L’Envers des Cartes du 21 septembre 2015

jeudi 24 septembre 2015, par Comité Valmy


Les appels à négocier avec Bachar al-Assad se multiplient…

La présence croissante de l’armée russe en Syrie, à la demande du gouvernement légal de Bachar al-Assad, et en accord avec l’Iran qui avait envoyé l’un de ses généraux à Moscou début août, donne des sueurs froides aux Occidentaux. D’abord révélée par des sources israéliennes fin août, cette implication du Kremlin a été confirmée par divers rapports faisant état de la création d’une base d’intervention aérienne russe à Lattaquié qui pourrait précéder l’envoi de Mig 29, voire de troupes au sol russes contre Dae’ch.
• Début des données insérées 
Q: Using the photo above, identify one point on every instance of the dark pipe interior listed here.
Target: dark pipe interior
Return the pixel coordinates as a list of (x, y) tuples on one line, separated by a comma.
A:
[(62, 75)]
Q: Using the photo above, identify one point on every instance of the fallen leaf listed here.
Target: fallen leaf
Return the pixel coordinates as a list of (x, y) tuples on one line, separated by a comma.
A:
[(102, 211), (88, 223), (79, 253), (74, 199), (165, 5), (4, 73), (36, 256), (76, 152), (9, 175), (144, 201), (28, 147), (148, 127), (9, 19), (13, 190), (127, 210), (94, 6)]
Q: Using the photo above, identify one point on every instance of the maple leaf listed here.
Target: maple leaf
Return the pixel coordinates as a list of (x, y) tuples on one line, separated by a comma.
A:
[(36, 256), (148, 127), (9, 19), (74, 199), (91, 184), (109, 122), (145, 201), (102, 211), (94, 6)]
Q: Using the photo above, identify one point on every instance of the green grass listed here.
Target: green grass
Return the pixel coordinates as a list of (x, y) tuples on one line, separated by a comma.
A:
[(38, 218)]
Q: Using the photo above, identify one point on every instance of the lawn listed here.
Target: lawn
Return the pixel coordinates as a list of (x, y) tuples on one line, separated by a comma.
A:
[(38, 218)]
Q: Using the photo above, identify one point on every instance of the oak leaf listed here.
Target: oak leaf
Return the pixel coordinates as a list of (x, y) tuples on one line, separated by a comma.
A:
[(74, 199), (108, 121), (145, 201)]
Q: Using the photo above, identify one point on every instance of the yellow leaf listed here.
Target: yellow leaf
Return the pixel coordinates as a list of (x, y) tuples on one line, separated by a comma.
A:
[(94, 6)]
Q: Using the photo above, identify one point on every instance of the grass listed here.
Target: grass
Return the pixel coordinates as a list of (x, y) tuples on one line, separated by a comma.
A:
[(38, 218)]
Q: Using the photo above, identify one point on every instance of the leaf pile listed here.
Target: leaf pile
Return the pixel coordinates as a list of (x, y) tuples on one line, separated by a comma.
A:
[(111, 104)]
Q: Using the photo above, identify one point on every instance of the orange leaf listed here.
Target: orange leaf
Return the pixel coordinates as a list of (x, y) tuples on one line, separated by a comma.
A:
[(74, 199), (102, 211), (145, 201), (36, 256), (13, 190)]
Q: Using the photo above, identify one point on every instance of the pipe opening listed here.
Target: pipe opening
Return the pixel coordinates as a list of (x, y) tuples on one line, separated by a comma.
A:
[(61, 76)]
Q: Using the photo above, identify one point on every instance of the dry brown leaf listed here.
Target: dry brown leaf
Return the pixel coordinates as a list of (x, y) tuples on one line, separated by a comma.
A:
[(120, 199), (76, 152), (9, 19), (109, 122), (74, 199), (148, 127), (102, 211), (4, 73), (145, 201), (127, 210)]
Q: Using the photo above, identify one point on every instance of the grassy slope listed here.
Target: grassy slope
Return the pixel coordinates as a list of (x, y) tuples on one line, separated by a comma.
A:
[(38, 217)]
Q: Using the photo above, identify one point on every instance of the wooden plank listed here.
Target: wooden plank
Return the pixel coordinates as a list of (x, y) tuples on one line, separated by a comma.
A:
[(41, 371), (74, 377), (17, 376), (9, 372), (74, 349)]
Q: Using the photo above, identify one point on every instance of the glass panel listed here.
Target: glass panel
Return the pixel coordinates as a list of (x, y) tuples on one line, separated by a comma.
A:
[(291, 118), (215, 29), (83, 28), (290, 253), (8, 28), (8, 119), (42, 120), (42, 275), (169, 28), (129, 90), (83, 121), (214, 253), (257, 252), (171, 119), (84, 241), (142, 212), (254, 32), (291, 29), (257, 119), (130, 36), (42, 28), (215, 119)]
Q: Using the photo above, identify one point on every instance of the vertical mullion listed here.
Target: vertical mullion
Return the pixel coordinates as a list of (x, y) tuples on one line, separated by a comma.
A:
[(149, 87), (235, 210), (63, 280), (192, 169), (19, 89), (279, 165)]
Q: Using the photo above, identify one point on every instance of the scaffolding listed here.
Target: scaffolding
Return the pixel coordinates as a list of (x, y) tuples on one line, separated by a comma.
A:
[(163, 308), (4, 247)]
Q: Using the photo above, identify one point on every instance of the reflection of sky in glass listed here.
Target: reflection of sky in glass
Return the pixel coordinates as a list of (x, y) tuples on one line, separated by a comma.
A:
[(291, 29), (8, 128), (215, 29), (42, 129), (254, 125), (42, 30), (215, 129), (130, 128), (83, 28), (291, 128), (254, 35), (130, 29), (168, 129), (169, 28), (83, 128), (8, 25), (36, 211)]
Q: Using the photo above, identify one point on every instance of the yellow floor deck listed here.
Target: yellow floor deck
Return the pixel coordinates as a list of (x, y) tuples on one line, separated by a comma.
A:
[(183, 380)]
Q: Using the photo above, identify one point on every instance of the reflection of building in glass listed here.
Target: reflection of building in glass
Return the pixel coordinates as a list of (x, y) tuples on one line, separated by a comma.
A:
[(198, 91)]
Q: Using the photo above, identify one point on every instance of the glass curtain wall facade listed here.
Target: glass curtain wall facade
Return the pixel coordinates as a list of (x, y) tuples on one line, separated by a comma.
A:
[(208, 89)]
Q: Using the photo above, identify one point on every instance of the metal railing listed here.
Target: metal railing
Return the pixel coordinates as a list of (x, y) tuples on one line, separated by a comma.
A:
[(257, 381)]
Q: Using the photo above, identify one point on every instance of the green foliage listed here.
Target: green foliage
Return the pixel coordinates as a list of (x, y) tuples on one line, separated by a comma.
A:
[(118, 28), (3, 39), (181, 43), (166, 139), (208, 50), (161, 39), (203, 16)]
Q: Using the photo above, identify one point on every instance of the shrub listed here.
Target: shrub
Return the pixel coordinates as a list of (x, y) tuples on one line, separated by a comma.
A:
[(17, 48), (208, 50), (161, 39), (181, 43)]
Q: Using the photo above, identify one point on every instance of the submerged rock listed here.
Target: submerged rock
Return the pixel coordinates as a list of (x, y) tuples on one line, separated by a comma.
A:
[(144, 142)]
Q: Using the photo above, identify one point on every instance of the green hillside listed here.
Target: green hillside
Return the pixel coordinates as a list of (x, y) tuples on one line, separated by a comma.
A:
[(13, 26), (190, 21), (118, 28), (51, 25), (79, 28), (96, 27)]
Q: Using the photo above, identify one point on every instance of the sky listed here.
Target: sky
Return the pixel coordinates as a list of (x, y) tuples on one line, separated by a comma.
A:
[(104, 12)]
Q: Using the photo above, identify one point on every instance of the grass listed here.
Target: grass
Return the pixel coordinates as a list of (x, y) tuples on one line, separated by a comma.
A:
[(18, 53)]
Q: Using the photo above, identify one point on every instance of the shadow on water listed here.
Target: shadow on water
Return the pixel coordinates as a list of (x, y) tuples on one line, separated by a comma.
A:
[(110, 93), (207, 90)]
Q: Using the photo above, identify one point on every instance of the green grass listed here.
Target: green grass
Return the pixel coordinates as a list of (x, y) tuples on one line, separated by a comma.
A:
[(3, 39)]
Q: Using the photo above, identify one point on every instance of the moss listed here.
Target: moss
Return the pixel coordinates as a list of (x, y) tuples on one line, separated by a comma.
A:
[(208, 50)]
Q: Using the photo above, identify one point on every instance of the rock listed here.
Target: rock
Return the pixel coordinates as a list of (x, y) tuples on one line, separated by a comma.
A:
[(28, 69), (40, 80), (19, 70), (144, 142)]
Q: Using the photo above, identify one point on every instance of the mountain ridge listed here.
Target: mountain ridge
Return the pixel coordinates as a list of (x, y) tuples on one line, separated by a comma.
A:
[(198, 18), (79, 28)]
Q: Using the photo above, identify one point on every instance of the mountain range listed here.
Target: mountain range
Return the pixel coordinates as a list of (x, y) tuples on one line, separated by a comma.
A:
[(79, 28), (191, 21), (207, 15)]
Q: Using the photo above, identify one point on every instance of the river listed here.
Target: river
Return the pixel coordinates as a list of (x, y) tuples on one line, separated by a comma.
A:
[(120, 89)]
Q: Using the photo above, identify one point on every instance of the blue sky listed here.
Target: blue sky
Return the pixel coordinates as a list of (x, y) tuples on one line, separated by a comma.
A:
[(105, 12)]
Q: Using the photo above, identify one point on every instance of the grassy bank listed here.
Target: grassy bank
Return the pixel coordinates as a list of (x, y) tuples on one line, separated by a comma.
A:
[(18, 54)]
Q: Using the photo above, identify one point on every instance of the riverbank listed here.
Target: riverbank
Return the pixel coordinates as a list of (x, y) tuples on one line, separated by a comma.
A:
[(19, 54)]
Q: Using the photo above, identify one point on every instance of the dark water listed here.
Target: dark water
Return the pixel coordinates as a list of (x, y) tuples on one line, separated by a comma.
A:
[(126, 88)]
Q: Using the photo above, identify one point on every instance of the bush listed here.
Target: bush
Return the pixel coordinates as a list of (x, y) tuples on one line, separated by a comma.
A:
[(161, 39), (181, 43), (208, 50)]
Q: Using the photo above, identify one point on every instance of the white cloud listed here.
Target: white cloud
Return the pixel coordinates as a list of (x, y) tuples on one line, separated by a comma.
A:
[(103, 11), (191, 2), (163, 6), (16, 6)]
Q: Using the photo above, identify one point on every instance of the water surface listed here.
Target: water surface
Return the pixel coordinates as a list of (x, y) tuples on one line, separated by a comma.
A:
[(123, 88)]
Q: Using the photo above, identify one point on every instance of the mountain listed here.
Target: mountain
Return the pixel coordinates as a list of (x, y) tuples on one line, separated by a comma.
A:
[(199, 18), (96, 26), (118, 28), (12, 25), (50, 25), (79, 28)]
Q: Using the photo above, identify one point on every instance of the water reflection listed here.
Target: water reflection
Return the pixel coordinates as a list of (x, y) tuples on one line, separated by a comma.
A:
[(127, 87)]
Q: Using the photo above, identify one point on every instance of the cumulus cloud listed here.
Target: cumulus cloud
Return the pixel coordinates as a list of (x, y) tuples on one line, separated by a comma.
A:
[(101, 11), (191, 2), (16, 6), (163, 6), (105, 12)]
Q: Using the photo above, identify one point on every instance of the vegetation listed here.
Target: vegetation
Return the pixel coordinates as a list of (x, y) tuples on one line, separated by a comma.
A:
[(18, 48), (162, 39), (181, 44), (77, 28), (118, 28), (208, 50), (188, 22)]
Le 6 septembre dernier, le secrétaire d’Etat américain John Kerry faisait savoir qu’il avait eu une conversation téléphonique avec son homologue russe Sergueï Lavrov dans laquelle il lui avait fait part de son inquiétude de voir l’engagement russe « entraîner la perte d’un plus grand nombre de vies innocentes, augmenter le flot des réfugiés et le risque de confrontation avec les forces anti-Dae’ch qui opèrent en Syrie ».

Pourtant cette intervention pourrait avoir pour effet de modérer les élans unilatéralistes des principales puissances militaires occidentales.
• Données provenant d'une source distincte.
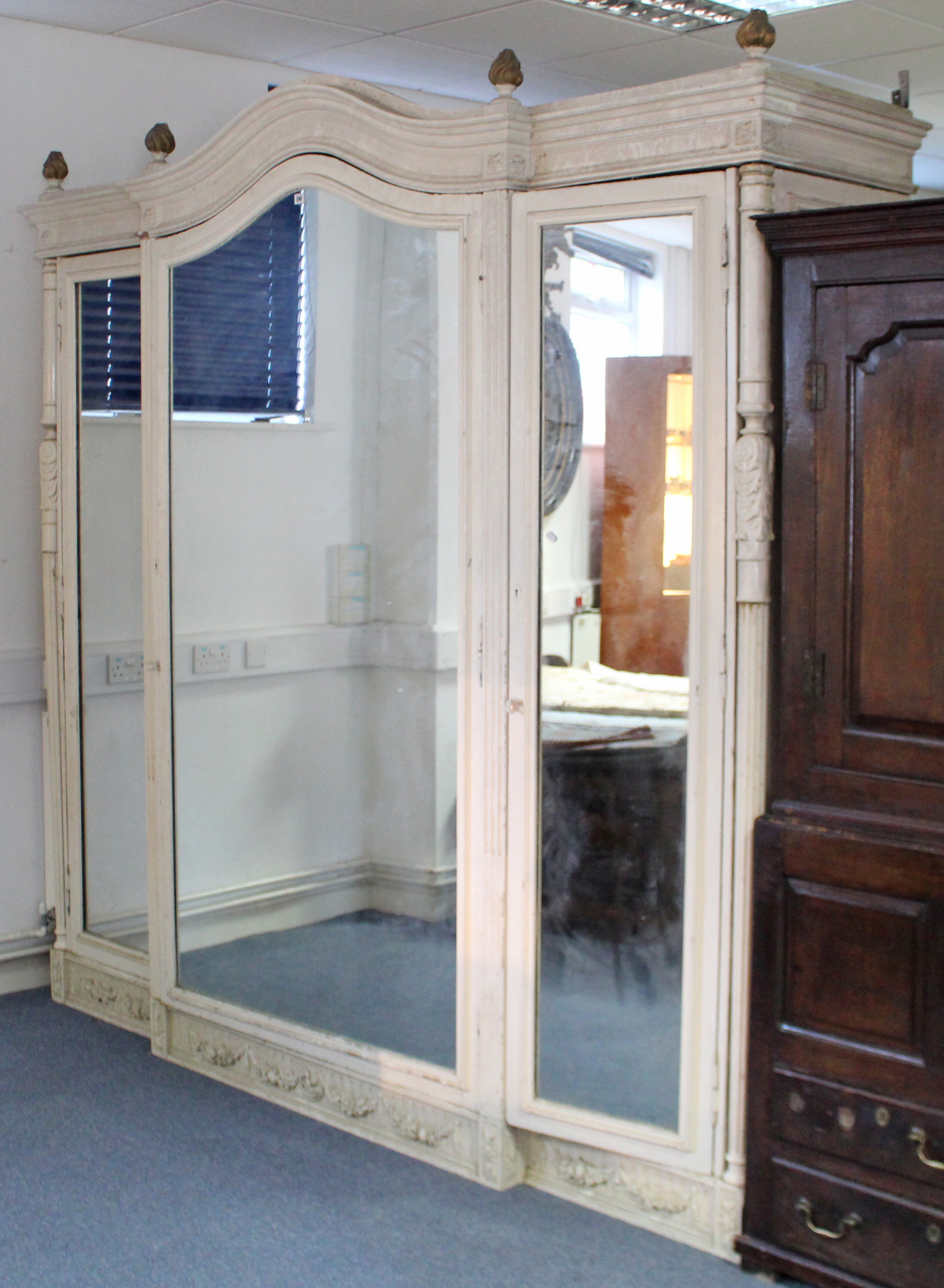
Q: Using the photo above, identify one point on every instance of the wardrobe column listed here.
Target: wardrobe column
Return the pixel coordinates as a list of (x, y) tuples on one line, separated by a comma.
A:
[(754, 480), (49, 517)]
Fin août, le mystérieux afflux de réfugiés notamment irakiens et syriens aux portes de l’Europe a relancé les doutes sur la stratégie de bombardement aérien menée par les occidentaux depuis un an. Exploitant notamment l’image de la mort de l’enfant de trois ans d’un réfugié de Kobané – Aylan Kurdi -, des journaux conservateurs britanniques comme « The Sun » et le « Daily Mail » n’ont pas hésité à solliciter une implication plus grande de leur pays. « 52 % des gens disent : bombardez la Syrie maintenant ! » titrait « The Sun on Sunday » du 6 septembre, tandis qu’en France un institut de sondage mettait, lui aussi en avant le soutien majoritaire de l’opinion à l’option d’une intervention au sol. Lundi 7 septembre, le gouvernement britannique répondait à ces pressions en révélant qu’il utilisait des drones tueurs en Syrie dont un avait éliminé deux jihadistes britanniques. Le même jour, le président François Hollande annonçait l’envoi d’avions de reconnaissance au dessus de la Syrie. L’un et l’autre maintenant la position selon laquelle Dae’ch et Assad étaient l’un et l’autre les ennemis à abattre.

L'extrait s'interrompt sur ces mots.